Как она его обнимает на галлерее железной дороги, с какими слезами целует, отпуская в вагон. А он все толкует про свои заводские дела, как они хороши, да о том, как будут радоваться ему его старики, да про то, что все на свете вздор, кроме здоровья, и надобно ей беречь здоровье, и в самую минуту прощанья, уже через балюстраду, сказал: — Ты вчера написала, что еще никогда не была так привязана ко мне, как теперь — это правда, моя милая Верочка. И я привязан к тебе не меньше, чем ты ко мне. А расположение к человеку — желание счастья ему, это мы с тобою твердо знаем. А счастья нет без свободы. Ты не хотела бы стеснять меня — и я тебя тоже. А если бы ты стала стесняться мною, ты меня огорчила бы. Так ты не делай этого, а пусть будет с тобою, что тебе лучше. А там посмотрим. Когда мне воротиться, ты напиши. До свиданья, мой друг, — второй звонок, слишком пора. До свиданья.

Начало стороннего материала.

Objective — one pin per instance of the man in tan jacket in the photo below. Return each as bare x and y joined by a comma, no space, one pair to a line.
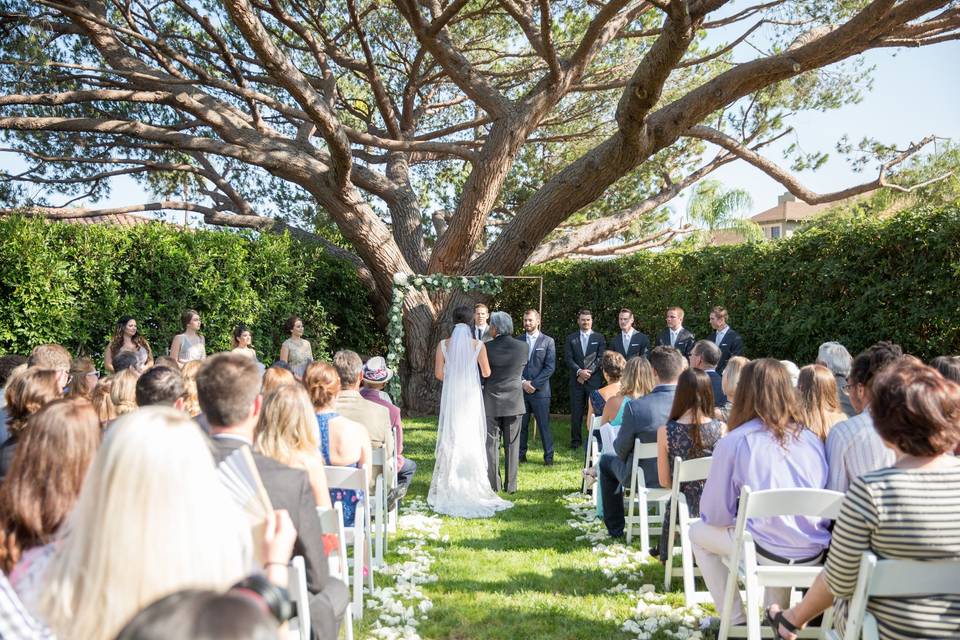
350,404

Это было в конце апреля. В половине июня Лопухов возвратился; пожил недели три в Петербурге, потом поехал в Москву, по заводским делам, как сказал. 9 июля он уехал, а 11 июля поутру произошло недоумение в гостинице у станции московской железной дороги, по случаю невставанья приезжего, а часа через два потом сцена на Каменноостровской даче, теперь проницательный читатель уже не промахнется в отгадке того, кто ж это застрелился. «Я уж давно видел, что Лопухов», говорит проницательный читатель в восторге от своей догадливости. Так куда ж он девался, и как фуражка его оказалась простреленною по околышу? «Нужды нет, это все шутки его, а он сам себя ловил бреднем, шельма», ломит себе проницательный читатель. Ну, бог с тобою, как знаешь, ведь тебя ничем не урезонишь.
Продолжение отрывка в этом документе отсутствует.